At 5:30 Detective Wolfgang brought Mrs. M. into Ricks’ presence, where she related her version of the alleged crime. During this confrontation, which lasted until 6:00 p. m., Ricks did not depart from his claim of innocence. But after Mrs. M. stepped out of the room, Ricks admitted raping her, and he apologized to her when she returned.
At 6:05 p. m. Ricks was placed in a second line-up before a Miss S., who had been raped over seven months earlier, and before a son-in-law of Mrs. L., a victim of a more recent assault with a razor blade. Neither identified Ricks.

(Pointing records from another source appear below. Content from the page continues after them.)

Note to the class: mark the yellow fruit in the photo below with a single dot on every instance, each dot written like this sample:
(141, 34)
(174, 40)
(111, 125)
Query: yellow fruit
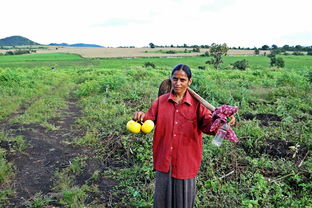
(147, 126)
(134, 126)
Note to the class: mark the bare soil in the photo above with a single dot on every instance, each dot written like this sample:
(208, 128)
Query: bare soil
(47, 153)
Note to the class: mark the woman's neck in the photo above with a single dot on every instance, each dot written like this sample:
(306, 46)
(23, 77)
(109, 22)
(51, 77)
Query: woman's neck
(178, 97)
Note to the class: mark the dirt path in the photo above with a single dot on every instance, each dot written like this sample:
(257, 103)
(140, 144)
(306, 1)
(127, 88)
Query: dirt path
(45, 153)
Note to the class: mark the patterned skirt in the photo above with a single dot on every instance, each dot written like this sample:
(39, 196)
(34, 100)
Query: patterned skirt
(174, 193)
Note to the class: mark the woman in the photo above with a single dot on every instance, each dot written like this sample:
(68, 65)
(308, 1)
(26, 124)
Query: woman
(177, 145)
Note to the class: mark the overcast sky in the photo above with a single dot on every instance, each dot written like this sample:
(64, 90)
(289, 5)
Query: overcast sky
(114, 23)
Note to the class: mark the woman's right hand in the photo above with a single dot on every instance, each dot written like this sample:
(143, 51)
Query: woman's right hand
(138, 116)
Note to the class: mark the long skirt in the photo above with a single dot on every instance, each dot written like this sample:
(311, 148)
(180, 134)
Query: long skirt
(173, 193)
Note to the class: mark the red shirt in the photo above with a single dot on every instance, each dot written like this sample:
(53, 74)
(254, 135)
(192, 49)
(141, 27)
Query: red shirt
(178, 134)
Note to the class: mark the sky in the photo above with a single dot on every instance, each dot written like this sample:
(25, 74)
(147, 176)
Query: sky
(114, 23)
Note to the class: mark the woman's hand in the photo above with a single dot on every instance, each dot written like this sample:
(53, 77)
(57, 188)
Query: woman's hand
(138, 116)
(232, 121)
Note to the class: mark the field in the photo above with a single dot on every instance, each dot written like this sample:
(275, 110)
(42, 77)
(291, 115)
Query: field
(101, 52)
(63, 141)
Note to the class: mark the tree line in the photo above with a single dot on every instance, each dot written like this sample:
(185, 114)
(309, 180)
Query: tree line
(264, 47)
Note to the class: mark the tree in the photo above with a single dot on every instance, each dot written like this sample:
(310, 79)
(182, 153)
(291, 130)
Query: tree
(152, 45)
(274, 47)
(278, 62)
(265, 47)
(217, 51)
(241, 65)
(286, 47)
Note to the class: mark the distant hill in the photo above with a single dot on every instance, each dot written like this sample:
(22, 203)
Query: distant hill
(16, 41)
(75, 45)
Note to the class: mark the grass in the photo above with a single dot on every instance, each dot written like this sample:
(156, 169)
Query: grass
(110, 90)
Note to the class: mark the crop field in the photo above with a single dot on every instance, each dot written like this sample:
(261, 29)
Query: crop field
(101, 52)
(64, 142)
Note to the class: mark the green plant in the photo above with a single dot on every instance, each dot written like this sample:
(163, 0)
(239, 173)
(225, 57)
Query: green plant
(149, 64)
(241, 65)
(217, 51)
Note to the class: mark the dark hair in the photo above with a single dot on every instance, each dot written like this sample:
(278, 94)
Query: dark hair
(183, 67)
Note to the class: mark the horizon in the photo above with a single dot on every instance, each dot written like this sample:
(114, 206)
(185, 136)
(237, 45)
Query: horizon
(147, 46)
(238, 23)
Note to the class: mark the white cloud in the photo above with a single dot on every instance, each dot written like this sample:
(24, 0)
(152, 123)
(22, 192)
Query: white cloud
(138, 22)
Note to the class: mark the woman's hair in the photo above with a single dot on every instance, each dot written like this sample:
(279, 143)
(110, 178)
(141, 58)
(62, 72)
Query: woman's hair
(183, 67)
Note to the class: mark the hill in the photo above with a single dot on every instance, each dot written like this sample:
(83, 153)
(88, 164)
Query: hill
(75, 45)
(16, 41)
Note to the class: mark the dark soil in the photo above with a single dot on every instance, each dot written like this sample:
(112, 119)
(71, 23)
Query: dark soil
(46, 153)
(264, 118)
(284, 149)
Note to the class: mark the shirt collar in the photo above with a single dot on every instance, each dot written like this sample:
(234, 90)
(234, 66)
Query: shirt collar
(186, 99)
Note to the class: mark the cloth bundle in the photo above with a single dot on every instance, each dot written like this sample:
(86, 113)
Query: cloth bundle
(220, 116)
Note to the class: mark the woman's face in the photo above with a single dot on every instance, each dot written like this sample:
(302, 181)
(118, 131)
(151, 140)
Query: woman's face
(180, 82)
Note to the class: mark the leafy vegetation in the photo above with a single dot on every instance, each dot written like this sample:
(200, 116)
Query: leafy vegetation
(270, 166)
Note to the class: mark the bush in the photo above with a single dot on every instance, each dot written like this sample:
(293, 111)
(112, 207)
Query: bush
(241, 65)
(149, 64)
(171, 52)
(298, 53)
(280, 63)
(9, 53)
(206, 54)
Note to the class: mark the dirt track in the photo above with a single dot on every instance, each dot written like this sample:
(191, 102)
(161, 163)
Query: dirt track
(46, 154)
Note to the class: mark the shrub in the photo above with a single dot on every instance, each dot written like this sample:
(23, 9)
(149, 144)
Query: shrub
(196, 49)
(241, 65)
(20, 52)
(280, 63)
(206, 54)
(149, 64)
(298, 53)
(171, 52)
(9, 53)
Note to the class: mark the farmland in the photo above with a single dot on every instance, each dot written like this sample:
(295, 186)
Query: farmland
(63, 140)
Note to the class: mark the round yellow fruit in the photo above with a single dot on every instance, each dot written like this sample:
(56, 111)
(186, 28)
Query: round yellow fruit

As Ricks left this line-up, Wallace told him that his fingerprints were found on the razor blade, and said, “Calvin, you might as well tell the truth.” Ricks said nothing, but a few moments later he passed Mrs. L.’s son-in-law in the corridor and said, “You’re the man that chased me out of the house when the woman on the second floor screamed.” At 7:00 p. m. Ricks was placed in a third line-up before a Miss A., who was unable to identify him as her attacker seven months previously. When the police ended their questioning of Ricks at 7:00 p. m. on Sunday, he had denied attacking Misses A., S. and C., and admitted attacking Mrs. M. and Mrs. L.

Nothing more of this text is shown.